Factor VIII activity cannot be accurately measured using a one-stage clot-based factor VIII activity assay in the presence of emicizumab.
- Emicizumab is a bispecific antibody that bridges factor IX and factor X to produce activated factor X (FXa). Emicizumab effectively replaces the function of factor VIII in secondary hemostasis
- Emicizumab will substitute for factor VIII function in one stage clot-based factor VIII activity assays and will result in overestimation of factor VIII activity (either native factor VIII or factor VIII concentrate administered in an acute care setting)

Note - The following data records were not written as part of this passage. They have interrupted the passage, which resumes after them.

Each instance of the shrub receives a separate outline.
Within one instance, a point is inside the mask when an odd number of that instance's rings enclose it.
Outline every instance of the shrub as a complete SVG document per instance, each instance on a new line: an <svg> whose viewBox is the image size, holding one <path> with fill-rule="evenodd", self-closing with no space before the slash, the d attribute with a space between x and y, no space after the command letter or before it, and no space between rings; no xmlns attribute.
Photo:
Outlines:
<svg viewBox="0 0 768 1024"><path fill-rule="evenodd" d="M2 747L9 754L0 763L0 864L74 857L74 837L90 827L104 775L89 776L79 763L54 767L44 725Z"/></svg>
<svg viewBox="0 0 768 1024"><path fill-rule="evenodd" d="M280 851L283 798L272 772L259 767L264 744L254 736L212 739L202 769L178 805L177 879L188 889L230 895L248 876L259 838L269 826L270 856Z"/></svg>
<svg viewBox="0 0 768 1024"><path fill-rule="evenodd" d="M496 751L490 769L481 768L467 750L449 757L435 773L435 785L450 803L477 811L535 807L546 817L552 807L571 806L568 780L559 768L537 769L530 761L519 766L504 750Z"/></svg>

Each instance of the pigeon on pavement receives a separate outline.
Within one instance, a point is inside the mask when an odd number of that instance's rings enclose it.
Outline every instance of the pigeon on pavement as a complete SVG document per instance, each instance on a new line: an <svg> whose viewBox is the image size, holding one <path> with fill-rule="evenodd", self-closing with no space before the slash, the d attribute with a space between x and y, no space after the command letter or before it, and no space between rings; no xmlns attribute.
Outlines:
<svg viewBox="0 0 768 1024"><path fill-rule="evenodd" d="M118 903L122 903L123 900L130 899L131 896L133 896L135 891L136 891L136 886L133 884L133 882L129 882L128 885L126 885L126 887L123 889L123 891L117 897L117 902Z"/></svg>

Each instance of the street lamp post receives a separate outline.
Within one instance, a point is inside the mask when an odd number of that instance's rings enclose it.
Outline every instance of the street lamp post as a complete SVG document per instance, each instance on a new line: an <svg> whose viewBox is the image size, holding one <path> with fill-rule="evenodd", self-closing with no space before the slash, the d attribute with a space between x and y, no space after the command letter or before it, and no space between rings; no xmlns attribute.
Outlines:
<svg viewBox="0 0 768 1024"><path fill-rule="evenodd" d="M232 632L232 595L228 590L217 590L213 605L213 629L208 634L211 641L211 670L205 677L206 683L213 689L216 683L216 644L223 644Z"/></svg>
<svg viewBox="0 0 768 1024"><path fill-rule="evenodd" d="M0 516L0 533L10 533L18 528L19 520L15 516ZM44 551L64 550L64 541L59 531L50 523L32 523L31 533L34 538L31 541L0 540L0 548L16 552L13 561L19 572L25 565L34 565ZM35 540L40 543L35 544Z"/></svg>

- Interference may last for up to to 6 months following end of therapy
- In patients receiving emicizumab, patient factor VIII activity (endogenous or factor VIII concentrate) can be accurately measured using chromogenic factor VIII activity with bovine reagents
- Emicizumab can bind to factor IX and X in chromogenic assays using human factor-derived reagents and will still overestimate factor VIII activity
- The chromogenic factor VIII activity assay at ARUP Laboratories uses bovine reagents and is not affected by emicizumab
- Measuring factor VIII inhibitors in patients receiving emicizumab requires use of a Bethesda assay based on a chromogenic factor VIII assay (bovine reagents)
Test Interpretation
Results
- Age-specific reference intervals are provided for each result on the patient chart
- Decreased factor VIII activity is expected in patients with hemophilia A (see table above for disease classification) and is associated with increased risk of bleeding
Limitations
- Decreased chromogenic factor VIII activity results may also be caused by:
- von Willebrand disease
- Specimen collection and storage issues:
- Uncontrolled freeze-thaw cycles
- Prolonged ambient storage
- Activated or clotted specimens
- Anticoagulant medications (assay interference)
- Heparin (>2 U/mL)
- Direct thrombin inhibitors
- Direct Xa inhibitors
- Factor VIII activity may be elevated above usual baseline (normal or high result could mask underlying deficiency) in patients with acute phase responses
- Normal factor VIII activity does not exclude female hemophilia carrier status
References
-
22551712
Fijnvandraat K, Cnossen MH, Leebeek FW , et al. Diagnosis and management of haemophilia. BMJ. 2012;344:e2707.
-
18510526
Verbruggen B, Meijer P, Novákova I , et al. Diagnosis of factor VIII deficiency. Haemophilia. 2008;14 Suppl 3:76-82.
-
29765290
Graf L. Extended Half-Life Factor VIII and Factor IX Preparations. Transfus Med Hemother. 2018;45(2):86-91.
-
28264199
Kitchen S, Tiefenbacher S, Gosselin R. Factor Activity Assays for Monitoring Extended Half-Life FVIII and Factor IX Replacement Therapies. Semin Thromb Hemost. 2017;43(3):331-337.
-
29274194
St Ledger K, Feussner A, Kalina U, et al. International comparative field study evaluating the assay performance of AFSTYLA in plasma samples at clinical hemostasis laboratories. J Thromb Haemost. 2018;16(3):555-564.
-
31203578
Müller J, Pekrul I, Pötzsch B, et al. Laboratory monitoring in emicizumab-treated persons with hemophilia A. Thromb Haemost. 2019;119(9):1384-1393.